No badgers here. I’m tired. I want to go home now.
Amazingly, in a quiet interval , two badgers emerged and I pointed them out quickly before another whinge sent them down for the evening. Open-mouthed silence from Rhiannon. The badgers were both adults, and they quietly groomed themselves for a short while before moving off up the bank towards the field. Rhiannon had somehow learnt how to whisper, in an awed voice. Are they babies? Which one is the mummy? Where are they going?
We followed up onto the field, where a hare saw us and departed over the skyline, but there was no sign of the badgers. Watched suspiciously by the cattle, we walked across the field to where there used to be other holes some years ago, but they now looked abandoned.
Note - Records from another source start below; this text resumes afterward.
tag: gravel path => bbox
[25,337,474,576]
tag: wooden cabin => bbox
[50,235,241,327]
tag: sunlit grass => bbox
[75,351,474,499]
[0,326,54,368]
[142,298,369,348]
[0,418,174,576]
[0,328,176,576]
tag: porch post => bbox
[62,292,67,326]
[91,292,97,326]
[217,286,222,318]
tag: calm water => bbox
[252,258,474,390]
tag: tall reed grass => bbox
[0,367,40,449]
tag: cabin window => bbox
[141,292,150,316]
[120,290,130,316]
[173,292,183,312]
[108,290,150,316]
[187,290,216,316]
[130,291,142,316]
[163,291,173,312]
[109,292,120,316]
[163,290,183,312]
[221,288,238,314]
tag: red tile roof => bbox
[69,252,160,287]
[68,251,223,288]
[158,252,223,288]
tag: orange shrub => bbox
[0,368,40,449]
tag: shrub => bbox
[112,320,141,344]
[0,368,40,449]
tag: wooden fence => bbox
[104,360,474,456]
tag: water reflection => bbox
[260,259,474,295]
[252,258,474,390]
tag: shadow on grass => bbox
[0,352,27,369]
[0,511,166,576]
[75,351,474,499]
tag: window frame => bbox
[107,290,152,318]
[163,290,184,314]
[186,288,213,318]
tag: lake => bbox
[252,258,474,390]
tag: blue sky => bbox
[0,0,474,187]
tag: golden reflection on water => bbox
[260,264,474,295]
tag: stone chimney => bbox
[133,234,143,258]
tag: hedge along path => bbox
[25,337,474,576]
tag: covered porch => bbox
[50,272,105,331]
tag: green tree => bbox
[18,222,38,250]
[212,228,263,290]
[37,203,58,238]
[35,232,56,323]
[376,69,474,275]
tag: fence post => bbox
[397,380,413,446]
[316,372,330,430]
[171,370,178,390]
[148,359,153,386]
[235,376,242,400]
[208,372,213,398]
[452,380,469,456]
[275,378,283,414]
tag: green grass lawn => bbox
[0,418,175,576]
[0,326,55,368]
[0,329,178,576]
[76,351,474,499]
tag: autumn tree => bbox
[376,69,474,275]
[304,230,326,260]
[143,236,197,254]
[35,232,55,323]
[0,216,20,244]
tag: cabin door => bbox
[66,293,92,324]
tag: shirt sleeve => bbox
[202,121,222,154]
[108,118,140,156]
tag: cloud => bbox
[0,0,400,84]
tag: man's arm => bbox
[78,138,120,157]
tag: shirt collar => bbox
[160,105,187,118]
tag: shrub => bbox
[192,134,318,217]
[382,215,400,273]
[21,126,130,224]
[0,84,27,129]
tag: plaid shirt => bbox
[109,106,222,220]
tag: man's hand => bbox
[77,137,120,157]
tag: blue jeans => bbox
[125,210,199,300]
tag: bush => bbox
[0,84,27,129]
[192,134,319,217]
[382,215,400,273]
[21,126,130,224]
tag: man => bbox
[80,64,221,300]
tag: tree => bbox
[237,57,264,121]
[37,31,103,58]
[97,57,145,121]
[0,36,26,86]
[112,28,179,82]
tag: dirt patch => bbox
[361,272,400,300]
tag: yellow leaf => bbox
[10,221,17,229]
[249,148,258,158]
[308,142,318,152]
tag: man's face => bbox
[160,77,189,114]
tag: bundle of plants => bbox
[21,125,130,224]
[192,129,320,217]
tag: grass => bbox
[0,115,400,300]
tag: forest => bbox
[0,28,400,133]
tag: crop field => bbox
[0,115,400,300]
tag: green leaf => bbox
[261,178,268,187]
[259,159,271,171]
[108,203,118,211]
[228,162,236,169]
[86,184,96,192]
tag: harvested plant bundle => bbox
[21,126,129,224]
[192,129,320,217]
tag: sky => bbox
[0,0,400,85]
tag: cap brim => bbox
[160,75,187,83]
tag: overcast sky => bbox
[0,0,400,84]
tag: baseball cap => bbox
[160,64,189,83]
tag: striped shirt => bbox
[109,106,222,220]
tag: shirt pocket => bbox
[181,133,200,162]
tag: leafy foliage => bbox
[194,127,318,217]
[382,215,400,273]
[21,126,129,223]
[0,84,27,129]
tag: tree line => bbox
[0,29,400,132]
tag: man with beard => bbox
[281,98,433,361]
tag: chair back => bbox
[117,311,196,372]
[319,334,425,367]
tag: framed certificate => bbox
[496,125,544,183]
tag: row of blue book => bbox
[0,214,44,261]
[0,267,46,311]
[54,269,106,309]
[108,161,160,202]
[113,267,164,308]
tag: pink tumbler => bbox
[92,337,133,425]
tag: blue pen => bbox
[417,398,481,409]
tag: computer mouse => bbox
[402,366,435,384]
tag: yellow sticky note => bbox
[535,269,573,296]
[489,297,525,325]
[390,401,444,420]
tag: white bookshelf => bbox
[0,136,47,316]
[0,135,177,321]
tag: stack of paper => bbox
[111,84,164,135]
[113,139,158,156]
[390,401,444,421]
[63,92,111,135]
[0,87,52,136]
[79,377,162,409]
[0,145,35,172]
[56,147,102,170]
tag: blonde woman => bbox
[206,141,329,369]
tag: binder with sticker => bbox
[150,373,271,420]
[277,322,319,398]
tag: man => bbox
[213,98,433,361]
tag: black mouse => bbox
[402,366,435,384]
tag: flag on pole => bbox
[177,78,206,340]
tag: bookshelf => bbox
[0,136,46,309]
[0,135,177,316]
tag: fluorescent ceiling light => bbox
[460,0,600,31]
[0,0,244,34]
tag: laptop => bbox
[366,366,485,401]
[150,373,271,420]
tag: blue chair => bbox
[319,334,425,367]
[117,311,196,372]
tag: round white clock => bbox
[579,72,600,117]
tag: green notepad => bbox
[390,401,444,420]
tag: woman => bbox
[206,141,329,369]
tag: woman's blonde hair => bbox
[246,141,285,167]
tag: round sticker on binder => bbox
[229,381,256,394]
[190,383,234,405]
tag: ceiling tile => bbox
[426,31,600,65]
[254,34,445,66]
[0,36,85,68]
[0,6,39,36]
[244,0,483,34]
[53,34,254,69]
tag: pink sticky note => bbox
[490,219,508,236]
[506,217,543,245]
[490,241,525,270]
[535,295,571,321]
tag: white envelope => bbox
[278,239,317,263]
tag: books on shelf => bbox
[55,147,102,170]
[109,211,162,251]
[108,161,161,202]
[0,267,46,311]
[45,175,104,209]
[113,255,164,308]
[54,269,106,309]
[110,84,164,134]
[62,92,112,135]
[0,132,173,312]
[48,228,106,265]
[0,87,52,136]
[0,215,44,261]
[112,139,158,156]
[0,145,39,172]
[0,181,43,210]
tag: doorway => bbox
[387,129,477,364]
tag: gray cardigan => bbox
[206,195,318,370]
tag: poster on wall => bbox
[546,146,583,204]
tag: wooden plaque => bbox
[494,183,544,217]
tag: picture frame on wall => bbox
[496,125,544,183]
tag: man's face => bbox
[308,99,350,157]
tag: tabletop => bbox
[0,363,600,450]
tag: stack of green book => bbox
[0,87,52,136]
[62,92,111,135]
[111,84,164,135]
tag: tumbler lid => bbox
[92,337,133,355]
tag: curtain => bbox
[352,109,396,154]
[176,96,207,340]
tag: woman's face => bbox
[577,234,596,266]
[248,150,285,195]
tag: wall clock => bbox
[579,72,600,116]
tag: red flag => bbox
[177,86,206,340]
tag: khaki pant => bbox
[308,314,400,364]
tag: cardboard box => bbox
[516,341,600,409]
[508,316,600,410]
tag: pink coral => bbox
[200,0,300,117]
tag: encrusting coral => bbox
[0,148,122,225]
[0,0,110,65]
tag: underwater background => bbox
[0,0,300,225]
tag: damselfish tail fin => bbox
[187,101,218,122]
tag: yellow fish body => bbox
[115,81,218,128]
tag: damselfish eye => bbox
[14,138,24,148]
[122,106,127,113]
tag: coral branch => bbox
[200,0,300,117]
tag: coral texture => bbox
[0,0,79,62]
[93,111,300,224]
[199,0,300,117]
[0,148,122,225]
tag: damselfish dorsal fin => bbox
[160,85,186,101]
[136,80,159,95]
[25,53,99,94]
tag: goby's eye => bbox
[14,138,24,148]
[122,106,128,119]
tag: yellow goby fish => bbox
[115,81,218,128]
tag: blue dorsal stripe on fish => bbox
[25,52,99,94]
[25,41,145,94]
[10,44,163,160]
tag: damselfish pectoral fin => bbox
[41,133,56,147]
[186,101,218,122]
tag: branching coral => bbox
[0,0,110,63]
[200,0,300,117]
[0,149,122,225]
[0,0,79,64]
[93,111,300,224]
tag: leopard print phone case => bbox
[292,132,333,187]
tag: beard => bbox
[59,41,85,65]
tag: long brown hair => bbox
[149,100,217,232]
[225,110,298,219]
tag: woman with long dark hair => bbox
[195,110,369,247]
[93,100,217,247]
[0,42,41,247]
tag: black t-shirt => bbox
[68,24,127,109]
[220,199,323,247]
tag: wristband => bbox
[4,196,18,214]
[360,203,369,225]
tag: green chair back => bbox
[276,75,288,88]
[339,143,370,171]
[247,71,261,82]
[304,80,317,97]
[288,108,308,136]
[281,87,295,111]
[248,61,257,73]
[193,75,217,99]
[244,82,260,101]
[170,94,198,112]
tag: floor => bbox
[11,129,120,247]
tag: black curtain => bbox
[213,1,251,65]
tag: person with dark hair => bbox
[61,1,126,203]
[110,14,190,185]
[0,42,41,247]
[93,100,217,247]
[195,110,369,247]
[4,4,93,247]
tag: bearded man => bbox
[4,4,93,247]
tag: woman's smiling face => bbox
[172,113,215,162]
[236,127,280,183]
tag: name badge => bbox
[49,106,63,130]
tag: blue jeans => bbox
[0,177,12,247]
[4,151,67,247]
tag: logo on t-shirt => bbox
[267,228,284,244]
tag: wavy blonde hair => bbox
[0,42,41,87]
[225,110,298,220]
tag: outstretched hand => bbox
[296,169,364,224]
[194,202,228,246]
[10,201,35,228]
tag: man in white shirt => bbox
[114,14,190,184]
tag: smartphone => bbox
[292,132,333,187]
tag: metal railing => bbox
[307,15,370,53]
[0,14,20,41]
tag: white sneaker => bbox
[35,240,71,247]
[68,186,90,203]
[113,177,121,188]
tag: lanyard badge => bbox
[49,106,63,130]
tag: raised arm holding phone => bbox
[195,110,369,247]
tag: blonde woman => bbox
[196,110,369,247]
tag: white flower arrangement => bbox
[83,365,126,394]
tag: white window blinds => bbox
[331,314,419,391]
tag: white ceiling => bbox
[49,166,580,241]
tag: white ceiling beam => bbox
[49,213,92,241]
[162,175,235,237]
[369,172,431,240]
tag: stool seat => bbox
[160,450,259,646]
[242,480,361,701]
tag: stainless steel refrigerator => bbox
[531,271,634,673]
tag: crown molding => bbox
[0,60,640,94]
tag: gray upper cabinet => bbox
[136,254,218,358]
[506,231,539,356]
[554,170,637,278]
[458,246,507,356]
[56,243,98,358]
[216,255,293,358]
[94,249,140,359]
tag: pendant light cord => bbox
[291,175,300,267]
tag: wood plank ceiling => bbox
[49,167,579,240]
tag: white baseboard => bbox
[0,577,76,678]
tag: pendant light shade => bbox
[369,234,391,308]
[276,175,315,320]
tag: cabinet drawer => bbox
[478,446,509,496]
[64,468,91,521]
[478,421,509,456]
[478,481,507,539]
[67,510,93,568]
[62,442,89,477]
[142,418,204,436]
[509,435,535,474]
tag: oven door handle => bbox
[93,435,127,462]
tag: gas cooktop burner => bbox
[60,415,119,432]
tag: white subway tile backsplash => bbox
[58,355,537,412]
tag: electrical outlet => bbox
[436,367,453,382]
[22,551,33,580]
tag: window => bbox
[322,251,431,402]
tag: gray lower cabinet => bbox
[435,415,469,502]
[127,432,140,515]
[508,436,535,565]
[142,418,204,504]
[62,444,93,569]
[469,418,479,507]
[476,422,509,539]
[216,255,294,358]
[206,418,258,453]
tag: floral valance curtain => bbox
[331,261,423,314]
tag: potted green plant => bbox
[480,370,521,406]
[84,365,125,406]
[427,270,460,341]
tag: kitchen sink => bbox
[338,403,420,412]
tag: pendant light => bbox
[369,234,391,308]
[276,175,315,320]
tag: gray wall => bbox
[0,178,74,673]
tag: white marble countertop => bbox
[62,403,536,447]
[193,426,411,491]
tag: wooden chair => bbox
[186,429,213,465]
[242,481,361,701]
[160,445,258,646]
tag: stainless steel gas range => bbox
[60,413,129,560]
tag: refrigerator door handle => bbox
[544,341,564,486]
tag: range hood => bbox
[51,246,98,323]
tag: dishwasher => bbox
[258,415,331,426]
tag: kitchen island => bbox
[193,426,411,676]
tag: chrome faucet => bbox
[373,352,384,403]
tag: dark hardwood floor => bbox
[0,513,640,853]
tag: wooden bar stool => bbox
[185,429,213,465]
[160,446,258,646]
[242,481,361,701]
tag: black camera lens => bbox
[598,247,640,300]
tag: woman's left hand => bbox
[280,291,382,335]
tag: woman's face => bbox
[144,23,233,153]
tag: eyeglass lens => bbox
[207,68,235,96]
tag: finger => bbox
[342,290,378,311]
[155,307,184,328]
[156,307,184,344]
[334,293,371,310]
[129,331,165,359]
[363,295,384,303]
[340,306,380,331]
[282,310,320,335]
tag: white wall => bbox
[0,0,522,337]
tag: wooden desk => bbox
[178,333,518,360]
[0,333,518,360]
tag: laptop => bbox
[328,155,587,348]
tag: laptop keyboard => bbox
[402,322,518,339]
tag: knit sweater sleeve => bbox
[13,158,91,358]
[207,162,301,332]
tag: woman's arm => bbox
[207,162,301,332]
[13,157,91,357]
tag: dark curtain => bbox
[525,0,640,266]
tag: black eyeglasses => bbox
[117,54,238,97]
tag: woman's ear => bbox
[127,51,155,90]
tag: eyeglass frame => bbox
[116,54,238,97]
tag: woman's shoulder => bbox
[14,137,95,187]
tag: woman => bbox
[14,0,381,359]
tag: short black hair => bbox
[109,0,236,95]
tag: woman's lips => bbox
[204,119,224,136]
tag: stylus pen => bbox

After scrambling back under the barbed wire, we walked back towards the sett, meeting a fox who quickly departed the way he came from. Rhiannon was bubbling with joy, full of adventure as we passed through the dim woodland in the rapidly falling dusk. There were no badgers around when we got back to the sett, so I rolled up the mat and we went back to the car.
It was a warm night, and we wound down the car windows as soon as we got in. Rhiannon was still excited and back up to full volume. Good night badgers! A little way down the road, a young rabbit sat on the grass verge, and I pointed it out to Rhiannon. Good night rabbit!